Inbox 0
“Yes, you have my full attention right now.”
TL;DR: Archive emails (ham), with discipline.
What Mailbox enlightened me in the beginning wasn’t even its swipe to archive/read-later feature, but the help guide on archiving all my emails to clear the inbox. It was a moment of sudden realization on the very concept of “inbox” - just like the physical inbox, you get some message or item delivered in it, and you take them out right away. I doubt if anybody would read a letter and shove it right back into the inbox.
However, the email inbox isn’t exactly the same as the physical inbox. You see, more so than email itself, it is an abstract and virtual artifact. Some recent improvements in various email systems (arguably led by Gmail), such as huge storage, visual separation of unread and read messages (now even by auto-detected categories), folders, flags, labels, etc., all seem to help users not to worry about archiving emails anymore. And that’s exactly what I believed in before the sudden realization.
What happened after archiving all the emails was fascinating.
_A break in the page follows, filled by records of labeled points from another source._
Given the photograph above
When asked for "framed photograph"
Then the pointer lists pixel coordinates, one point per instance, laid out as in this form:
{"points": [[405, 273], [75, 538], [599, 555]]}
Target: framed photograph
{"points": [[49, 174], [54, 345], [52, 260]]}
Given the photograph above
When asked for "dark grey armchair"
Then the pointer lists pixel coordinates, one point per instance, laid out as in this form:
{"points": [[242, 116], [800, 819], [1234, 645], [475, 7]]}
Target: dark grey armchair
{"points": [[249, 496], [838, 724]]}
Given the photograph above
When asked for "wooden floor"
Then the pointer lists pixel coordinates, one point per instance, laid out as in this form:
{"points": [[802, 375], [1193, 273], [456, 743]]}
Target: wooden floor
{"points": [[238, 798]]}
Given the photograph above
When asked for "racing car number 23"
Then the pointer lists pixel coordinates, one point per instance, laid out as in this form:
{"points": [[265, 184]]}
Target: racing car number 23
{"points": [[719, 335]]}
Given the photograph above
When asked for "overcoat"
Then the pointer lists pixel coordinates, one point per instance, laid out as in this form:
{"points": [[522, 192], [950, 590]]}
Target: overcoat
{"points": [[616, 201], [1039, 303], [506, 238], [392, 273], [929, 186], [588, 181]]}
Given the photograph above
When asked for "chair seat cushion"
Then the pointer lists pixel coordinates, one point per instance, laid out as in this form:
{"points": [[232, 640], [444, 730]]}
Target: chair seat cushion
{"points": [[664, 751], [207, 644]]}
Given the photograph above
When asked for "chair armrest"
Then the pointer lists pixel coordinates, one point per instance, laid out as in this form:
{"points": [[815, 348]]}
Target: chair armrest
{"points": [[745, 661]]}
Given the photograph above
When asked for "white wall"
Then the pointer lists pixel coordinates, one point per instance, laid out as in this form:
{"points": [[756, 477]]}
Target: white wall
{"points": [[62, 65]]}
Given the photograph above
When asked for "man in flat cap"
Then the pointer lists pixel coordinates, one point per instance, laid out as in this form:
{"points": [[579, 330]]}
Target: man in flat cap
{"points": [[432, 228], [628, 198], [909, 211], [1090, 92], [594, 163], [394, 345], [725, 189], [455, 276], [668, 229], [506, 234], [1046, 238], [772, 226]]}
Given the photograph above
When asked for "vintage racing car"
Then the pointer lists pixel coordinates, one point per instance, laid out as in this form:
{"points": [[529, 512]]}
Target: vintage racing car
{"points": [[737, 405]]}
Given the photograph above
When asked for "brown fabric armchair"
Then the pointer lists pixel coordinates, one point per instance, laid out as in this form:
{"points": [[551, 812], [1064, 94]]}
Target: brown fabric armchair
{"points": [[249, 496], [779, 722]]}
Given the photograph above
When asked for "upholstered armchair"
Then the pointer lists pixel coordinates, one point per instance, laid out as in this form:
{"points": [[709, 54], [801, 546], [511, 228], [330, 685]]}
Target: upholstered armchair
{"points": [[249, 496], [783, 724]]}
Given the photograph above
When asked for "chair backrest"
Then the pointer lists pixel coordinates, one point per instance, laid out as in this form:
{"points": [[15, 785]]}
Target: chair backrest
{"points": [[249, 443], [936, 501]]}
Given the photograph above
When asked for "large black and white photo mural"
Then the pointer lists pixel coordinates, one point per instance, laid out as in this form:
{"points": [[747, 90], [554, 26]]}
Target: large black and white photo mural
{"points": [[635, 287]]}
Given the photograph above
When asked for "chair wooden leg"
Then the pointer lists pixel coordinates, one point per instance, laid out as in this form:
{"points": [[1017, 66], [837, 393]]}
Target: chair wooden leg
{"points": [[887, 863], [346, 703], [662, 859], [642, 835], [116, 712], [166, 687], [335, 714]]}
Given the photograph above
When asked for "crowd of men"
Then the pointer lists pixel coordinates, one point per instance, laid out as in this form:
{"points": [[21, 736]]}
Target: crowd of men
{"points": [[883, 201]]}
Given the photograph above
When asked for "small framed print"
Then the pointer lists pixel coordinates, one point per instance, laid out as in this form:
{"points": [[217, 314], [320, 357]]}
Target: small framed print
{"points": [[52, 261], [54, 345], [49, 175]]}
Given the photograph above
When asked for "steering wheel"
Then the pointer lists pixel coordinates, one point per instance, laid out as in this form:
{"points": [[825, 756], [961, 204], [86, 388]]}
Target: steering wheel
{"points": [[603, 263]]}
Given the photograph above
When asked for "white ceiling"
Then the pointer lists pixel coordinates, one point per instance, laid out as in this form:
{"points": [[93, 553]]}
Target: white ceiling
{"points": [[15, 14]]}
There was a mental and visual relief when I looked at my inbox from various email clients that I use. There was a sudden anticipation for the next email I’d receive, hence my full attention when I actually received it. I think it was a weekly letter from EB Games, the very first one I actually read since subscription. After reading it, I archived it right away, and bought Halo 4 after work.
It seems to be a lot of work, but try it, it actually saves you so much more time than you can imagine. Archive the email when you’re done, and keep your inbox 0. Mailbox can be handy to set some emails to be read-later, which helps the case when you want to keep inbox 0 so you pay full attention to new messages, but also want to handle some of them another time (for example, a message alerting you on your mobile bill that’s due in 30 days).
For spams, mark them as spam. I think this is currently missing from Mailbox app.
Archive (All mail by Gmail terminology, a bit weird to me still) becomes more obvious to me now on what it is for - just like the physical ones, it’s there for you to occasionally go back and search for information. Derp.
It’s easy to either let your read-later list grow indefinitely to become another mental burden, or give yourself excuses that you would archive this email later that eventually lead to another thousand-message inbox, which then often leads to a portion (sometimes, most) of them being unread.
Back to square one now, are we? Please don’t.
Once you read an email, decide precisely on:
- Whether you’re done with it (archive?)
- If not, when exactly you want to deal with it (read-later?)
Then actually follow up on the ones you haven’t done with and get them done so you can archive them. Mailbox, for example, reminds you by pushing the message right back to your inbox, which by now should have your full attention.
It’s viable to not use something like Mailbox (hopefully this clarifies that I don’t work for them), just that you would need a bit more discipline to clear the unfinished messages you left in inbox because there is no read-later list that reminds you automatically at a later time. Of course, optimizing your overall workflow so that you wouldn’t need to handle things asynchronously is the superior productivity boost. Unfortunately, it’s near impossible in this internet and information era.